The regular expressions of the JavaScript language only support look-ahead assertions, not look-behind assertions. A look-ahead assertion can be simply understood as "first encounter a condition, and then judge whether it is satisfied later", as shown in the following example:

let test = 'hello world'
console.log(test.match(/hello(?=\sworld)/))
// ["hello", index: 0, input: "hello world", groups: undefined]

But sometimes we want to judge that the front is the hello of the world, this code cannot be realized. This lookbehind assertion is supported in ES9:

let test = 'world hello'
console.log(test.match(/(?<=world\s)hello/))
// ["hello", index: 6, input: "world hello", groups: undefined]

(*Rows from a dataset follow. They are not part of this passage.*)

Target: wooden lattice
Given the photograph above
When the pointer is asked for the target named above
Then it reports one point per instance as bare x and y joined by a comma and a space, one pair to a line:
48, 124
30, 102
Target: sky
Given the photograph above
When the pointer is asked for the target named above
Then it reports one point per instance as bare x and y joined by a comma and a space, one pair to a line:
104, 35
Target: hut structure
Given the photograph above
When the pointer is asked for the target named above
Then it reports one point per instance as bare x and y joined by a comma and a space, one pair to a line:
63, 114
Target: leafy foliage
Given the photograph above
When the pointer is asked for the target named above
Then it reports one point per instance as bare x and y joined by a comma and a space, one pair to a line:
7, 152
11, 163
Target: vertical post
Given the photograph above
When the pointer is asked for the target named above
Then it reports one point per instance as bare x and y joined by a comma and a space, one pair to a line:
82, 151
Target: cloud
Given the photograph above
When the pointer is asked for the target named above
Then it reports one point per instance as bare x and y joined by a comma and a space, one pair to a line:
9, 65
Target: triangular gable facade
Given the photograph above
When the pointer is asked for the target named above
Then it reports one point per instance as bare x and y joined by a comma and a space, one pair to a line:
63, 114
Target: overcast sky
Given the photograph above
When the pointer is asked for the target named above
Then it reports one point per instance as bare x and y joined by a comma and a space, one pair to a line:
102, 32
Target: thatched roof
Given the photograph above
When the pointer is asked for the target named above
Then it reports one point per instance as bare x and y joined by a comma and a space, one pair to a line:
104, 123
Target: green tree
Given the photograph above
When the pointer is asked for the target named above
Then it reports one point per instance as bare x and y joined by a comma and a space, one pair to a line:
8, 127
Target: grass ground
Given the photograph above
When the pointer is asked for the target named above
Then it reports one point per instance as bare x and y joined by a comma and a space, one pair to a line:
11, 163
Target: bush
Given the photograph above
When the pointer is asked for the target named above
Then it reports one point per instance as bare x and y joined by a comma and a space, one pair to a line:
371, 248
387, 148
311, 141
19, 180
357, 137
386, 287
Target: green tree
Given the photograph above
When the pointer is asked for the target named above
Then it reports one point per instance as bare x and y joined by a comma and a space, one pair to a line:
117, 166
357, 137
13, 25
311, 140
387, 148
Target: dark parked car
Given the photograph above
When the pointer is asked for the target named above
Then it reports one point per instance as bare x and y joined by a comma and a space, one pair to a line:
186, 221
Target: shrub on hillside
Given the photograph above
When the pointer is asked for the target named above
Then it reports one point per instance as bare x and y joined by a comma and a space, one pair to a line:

(?<...) is the symbol of the lookbehind assertion, (?..) is the symbol of the lookahead assertion , and then combined with = (equal to), ! (not equal), \1 (capture match).

 

(4) Unicode attribute escape

ES2018 introduces a new class notation \p{...} and \P{...} that allow regular expressions to match all characters that conform to a certain property of Unicode. For example, you can use \p{Number} to match all Unicode numbers, for example, assuming you want to match a string of Unicode characters ㉛:

const str = '㉛';
console.log(/\d/u.test(str));    // → false
console.log(/\p{Number}/u.test(str));     // → true

Likewise, you can use \p{Alphabetic} to match all Unicode word characters:

const str = 'ض';
console.log(/\p{Alphabetic}/u.test(str));     // → true
// the \w shorthand cannot match ض
console.log(/\w/u.test(str));    // → false

There is also a negative Unicode property escape template \P{...}

console.log(/\P{Number}/u.test('㉛'));    // → false
console.log(/\P{Number}/u.test('ض'));    // → true
console.log(/\P{Alphabetic}/u.test('㉛'));    // → true
console.log(/\P{Alphabetic}/u.test('ض'));    // → false

In addition to letters and numbers, some other properties can be used in Unicode property escapes.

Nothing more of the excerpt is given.